SUN has been known to be a company that is not good at commercializing products. With Oracle, the opposite is true. When Oracle purchased SUN, I was waiting to see how Oracle commercializes SUN’s product. I know it will be interesting.
We have some small little things happening here and there, e.g., no longer shipping CDs for free. However, those are more precisely described as cost-cutting rather than commercialization.
Now we have one, and it is quite a bold one. Oracle is charging for ODF plugin for MSOffice. I am surprised by the move. We know that ODF is competing with OOXML for heart and mind of office productivity suite users. An ODF plugin for MSOffice is one of the important weapon the ODF camp has. Charging for it will reduced the number of copies of installed ODF plugin on MSOffice which is not a good move to promote a format by making it as ubiquitious as possible.
Initially I was wondering whether this means ODF is getting traction and Oracle felt that it is mature enough to sustain commercialization of MSOffice ODF plugin. My experience, however, is this is definitely not the case. In my work, I rarely encounters OOXML or ODF documents, we have a lot of old fashion .doc documents going around. For most people with MSOffice 2007, they still find problems sending .docx document. The workaround instituted is to send documents in PDF instead. In the long run, however, I think everyone will move to OOXML purely on the inertial of MSOffice and we will see a big uproar when MSOffice drops .doc finally. Will people move to ODF? I don’t know and I am not betting on it.

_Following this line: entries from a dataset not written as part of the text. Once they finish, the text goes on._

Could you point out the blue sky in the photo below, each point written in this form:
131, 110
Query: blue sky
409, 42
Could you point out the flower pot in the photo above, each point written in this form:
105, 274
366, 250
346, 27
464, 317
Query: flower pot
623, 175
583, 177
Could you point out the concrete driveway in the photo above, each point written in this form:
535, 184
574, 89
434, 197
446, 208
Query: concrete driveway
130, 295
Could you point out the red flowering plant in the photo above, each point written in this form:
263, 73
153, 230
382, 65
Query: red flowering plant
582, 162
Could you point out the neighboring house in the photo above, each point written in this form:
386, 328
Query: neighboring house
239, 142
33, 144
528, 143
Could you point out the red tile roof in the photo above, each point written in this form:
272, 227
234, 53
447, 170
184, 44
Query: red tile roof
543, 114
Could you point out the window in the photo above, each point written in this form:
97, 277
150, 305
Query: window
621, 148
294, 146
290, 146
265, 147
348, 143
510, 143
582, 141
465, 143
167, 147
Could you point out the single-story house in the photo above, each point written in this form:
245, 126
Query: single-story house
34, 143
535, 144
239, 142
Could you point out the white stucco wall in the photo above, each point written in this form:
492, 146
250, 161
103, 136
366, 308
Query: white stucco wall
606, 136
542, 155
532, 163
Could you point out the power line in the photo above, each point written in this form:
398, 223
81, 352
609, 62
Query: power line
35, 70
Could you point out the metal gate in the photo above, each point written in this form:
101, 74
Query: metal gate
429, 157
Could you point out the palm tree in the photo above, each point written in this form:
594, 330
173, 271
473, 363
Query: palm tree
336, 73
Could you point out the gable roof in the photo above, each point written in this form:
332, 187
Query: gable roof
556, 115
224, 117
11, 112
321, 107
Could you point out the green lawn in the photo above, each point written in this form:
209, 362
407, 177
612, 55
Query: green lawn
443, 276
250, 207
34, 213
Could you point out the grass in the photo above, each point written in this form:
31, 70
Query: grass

Then, in the reference article, one point jumped out. The ODF plugin works for older versions of MSOffice. The argument goes that people who crinched to MSOffice 2003 and below will have a modern format to extend the life of their product. Is this true? Possibly. MSOffice 2000 and 2003 is good enough for standard office documents for a considerable time to come. But does using ODF really extends the life of the product? Why would I bother to switch away from .doc?
I think the most likely reason for charging for the ODF plugin is MS Office 2007 has lousy ODF support. Presumably SUN (now Oracle) did a better job at ODF support. This makes Oracle’s ODF plugin a premium product and Oracle sees an opportunity to make money out of it. I see it like PDF support in MSOffice. You have PDF export shipped as standard in MSOffice 2007. However, I think you can buy plugins that allow you to open and edit PDF document and there is quite a lot of people who will pay good money for it.
Therefore, I think Oracle’s ODF plugin is aimed more at people who wants ODF support in Microsoft Office 2007 and above.